I do really like the RD2000 for both playability and sound. But I can't recommend it for gigging. I've managed until now but at 20kg+ it's a heavy thing to lug about. And like you @jimjazzuk my back is taking its toll, so I'm watching this thread with interest. My father in law has the Kurzweil SP6 and although its lightweight I cant say it has a great action at all although I'm not a great piano player. And it feels very plastic like so not sure of its durability on the road (although I guess it should be designed for gigging?) . The sounds were ok but after using the RD2000 for so many years I'm wondering if that's making me biased. I've owned a Kurzweil SP4 and Yamaha MOX8 prior.


----------



## LauraC (Jun 7, 2021)

pmountford said:


> My father in law has the Kurzweil SP6 and although its lightweight I cant say it has a great action at all although I'm not a great piano player. And it feels very plastic like so not sure of its durability on the road (although I guess it should be designed for gigging?) . \


I had the SP7 and it was *not* road-worthy at all. After a month, I wound up tearing the keybed apart to repair it - it was still under warranty - which was a good thing. Not long after I sold it.


----------



## sopwith (Jun 7, 2021)

Another vote for the Kawaii ES110 here - very compact, lightweight, fairly rugged, 2 stereo outs, no extraneous (read: breakable) knobs or sliders, good action, very nice primary piano and electric piano (wurlitzer) sounds.

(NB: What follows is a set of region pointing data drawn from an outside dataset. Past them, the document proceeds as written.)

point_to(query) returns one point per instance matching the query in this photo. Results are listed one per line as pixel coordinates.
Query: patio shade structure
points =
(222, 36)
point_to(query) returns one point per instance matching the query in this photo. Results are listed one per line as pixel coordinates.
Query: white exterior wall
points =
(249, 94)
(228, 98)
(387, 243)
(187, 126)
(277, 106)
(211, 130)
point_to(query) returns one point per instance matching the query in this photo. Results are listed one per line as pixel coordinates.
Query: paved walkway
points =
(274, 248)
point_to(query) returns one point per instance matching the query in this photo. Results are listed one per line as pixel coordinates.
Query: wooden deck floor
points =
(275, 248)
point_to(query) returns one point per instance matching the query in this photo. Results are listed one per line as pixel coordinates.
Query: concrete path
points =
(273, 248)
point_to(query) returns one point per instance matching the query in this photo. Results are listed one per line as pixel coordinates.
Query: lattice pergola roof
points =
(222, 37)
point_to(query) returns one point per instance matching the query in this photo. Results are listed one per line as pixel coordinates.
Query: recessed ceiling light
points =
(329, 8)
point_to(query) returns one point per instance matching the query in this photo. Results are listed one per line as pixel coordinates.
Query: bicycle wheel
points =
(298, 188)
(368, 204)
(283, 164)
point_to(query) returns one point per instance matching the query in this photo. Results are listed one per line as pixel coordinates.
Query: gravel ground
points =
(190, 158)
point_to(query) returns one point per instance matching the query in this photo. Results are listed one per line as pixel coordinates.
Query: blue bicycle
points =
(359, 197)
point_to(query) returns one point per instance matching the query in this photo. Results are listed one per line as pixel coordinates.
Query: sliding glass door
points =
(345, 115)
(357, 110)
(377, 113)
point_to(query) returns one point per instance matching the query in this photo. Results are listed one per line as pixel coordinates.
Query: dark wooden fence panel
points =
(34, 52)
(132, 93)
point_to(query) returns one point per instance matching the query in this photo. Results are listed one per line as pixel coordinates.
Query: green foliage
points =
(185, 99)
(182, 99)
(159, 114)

Easy to order parts and replace hammers/keys/etc if necessary, I've replaced keys on it myself and I'm by no means a keyboard tech.


----------



## jimjazzuk (Jun 10, 2021)

Went back to the music shop and I think it's going to be the Yamaha P125 or the 73-key P121. It was the right action and sound for me. About ten years ago I loved the Rolands - had about 4 stage pianos in a row, but I didn't like *any* of their current stage pianos. I found the action strangely unresponsive and really disliked the piano samples. I guess it's like real pianos or sampled pianos; everyone has a personal preference. Thanks all for your help!


----------